Conduct scans of information systems, determined by risk assessment and after significant changes, for discovering and reporting vulnerabilities.
Receive timely alerts regarding new vulnerabilities through a monitoring system.
Promptly remediate vulnerabilities, prioritizing those posing the most risk to the covered entity.
500.7 Access Privileges and Management
Each covered entity must, based on its risk assessment, undertake the following as part of its cybersecurity program:
Restrict user access privileges to information systems providing access to nonpublic information to those necessary for job performance.

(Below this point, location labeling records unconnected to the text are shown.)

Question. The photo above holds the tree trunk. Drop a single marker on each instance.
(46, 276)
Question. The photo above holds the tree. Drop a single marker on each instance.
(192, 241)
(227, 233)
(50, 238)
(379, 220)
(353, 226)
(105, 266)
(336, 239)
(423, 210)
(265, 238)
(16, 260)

Limit the number of privileged accounts and restrict access functions to job-specific requirements.
Use privileged accounts only for functions requiring such access.
Periodically, at a minimum annually, review all user access privileges and deactivate or disable unnecessary accounts and access.
Deactivate or securely configure all protocols allowing remote control of devices.
Promptly terminate access following employment termination.
Implement a written password policy meeting industry standards if passwords are employed for authentication.
500.12 Multi-factor Authentication
Utilize multi-factor authentication for any individual accessing a covered entity's information systems.
500.13 Asset Management and Data Retention Requirements
Each covered entity must implement written policies and procedures designed to establish and maintain a comprehensive, accurate, and documented asset inventory of its information systems. This must include tracking key information for each asset, including:
Owner
Location
Classification or sensitivity
Support expiration date
Recovery time objectives
The frequency for updating and validating the covered entity's assets.
500.14 Monitoring and Training
As part of its cybersecurity program, each covered entity must:
Implement risk-based controls for protection against malicious code, including those that monitor and filter web traffic and email to block malicious content.
Provide at least annual cybersecurity awareness training for all personnel, including social engineering awareness, updated to address risks identified in the risk assessment.
500.15 Encryption
Implement a written policy mandating encryption meeting industry standards to protect NPI held or transmitted. The CISO must review the feasibility and effectiveness of encryption and compensating controls at least annually.
500.16 Incident Response and Business Continuity Management
Establish written plans for investigating and mitigating cybersecurity events, including incident response (IR), business continuity (BC, and disaster recovery (DR) plans. Details regarding the contents of these plans are not included in this summary.
All plans must be accessible to parties responsible for their implementation.
Training must be provided to all parties responsible for implementing these plans.
IR, BC, and DR plans must be tested at least annually.
Maintain backups of critical data safeguarded from unauthorized alterations or destruction.
500.17 Notice of Cybersecurity Incident
Notification must be posted on the DFS website within 72 hours.
Notification includes incidents involving covered entities, third-party vendors, or affiliates.
Provide the superintendent with any requested information and continuous updates on material changes or new information.
Submit notice of compliance with regulations by April 15 of the prior year, which includes sufficient data and documentation.
Notice of non-compliance is also required, specifying the nature of non-compliance and a remediation timeline or confirmation of remediation.
Certification must involve the covered entity's highest-ranking officer and CISO.
Maintain documentation related to the annual Reg 500 certification for at least 5 years.
For cybersecurity events involving extortion payments at the covered entity, notify the superintendent within 24 hours, followed by a written description of the reasons for the payment and proper justification within 30 days.
Please note that the information in this document has been summarized for executive use and is presented from an information technology perspective. It should not be construed as legal advice.